Why do they add vitamin D to milk? Is Aragorn more attractive than Legolas in the Lord of the Rings? On the Suomi24 forum, discussion topics range from the mundane to the outlandish. Thousands of new posts are made on the website every day. Researchers are using this vast amount of data to develop new tools to help them stay up to date and track the latest trends in Finnish online discussions.
"Suomi24 is a veritable goldmine for researchers."
“Suomi24 is a veritable goldmine for researchers,” says Professor Mika Pantzar from the National Consumer Research Centre, where the idea to study the forum first emerged.
Cooperating with Aller Media, the corporation that owns the Suomi24 forum, gave the researchers access to a massive amount of data: 70 million posts over 15 years.
“This is unique. Researchers could previously only dream of such a resource. Private companies, such as Google or Facebook, rarely give researchers access to their databases. Aller Media made an exception for us.”

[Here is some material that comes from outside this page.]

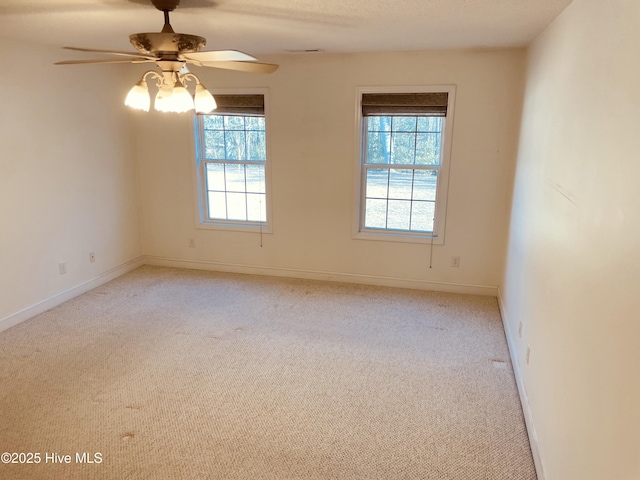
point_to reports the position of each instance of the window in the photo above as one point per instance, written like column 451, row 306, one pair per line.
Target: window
column 403, row 168
column 231, row 152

Neologisms and Finnish health
The extent and diversity of the Suomi24 data provides researchers with many interesting research topics. Linguists and language technologists can use the data to study changes in the ways Finns use language and develop neologisms. Researchers interested in health and welfare can examine how Finns discuss health, their daily lives or debt.

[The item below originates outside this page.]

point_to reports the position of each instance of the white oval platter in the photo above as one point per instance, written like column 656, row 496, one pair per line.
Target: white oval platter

The researchers have found that the data can also be used to study conflict management.
"The researchers are now considering whether the Suomi24 data could help them see what kinds of comments elicit hate or increase empathy in discussions."
“Recognising social tensions at an early stage is important so that we can address problems before they become full-blown rifts,” says Pantzar. The researchers are now considering whether the Suomi24 data could help them see what kinds of comments elicit hate or increase empathy in discussions.
The researcher network Citizen Mindscapes is working on the Suomi24 data. The network currently includes 200 members from both the academic world and the private sector. Together with Aller Media, the network has surveyed the research opportunities of the Suomi24 data. The cooperation has also resulted in a user interface which makes it easier to search and process the data. The Suomi24 data has been compiled into a corpus which is available through the Language Bank of Finland. New discussions are imported into the corpus at approximately six-month intervals.
“Our goal is to develop new methods and tools which improve the usability of the Suomi24 data and make it accessible by researchers from various disciplines. Now we’re eagerly awaiting to see how researchers will use the resource.”
Ask the right questions
The cooperation with Aller Media began five years ago when Mika Pantzar contacted Pauli Aalto-Setälä, CEO of Aller Media, to ask if researchers could access the Suomi24 forum.
“He said yes. Aller Media was interested to see what the academic world would have to offer them.”
And what does Pantzar think they have to offer?
“Above all, we researchers could offer companies new perspectives to their problems. Many cooperation projects fail because people focus on the wrong questions, like ‘how can we promote growth for our business’. These are not the kinds of questions researchers can answer. The job of a researcher is to ask questions that the company itself hasn’t even thought of. This makes the cooperation fruitful and prevents the waste of either party’s resources,” says Pantzar.
New ideas emerged while the researchers were working on the Suomi24 data.
“Moderating discussion forums and comments is a major challenge for media companies, as manual moderation is very expensive. Aller Media is going to adopt automatic moderation provided by Utopia Consulting that was developed by a network member. This is a wonderful example of how cooperation between companies and the University can lead to sharing information and new innovations.”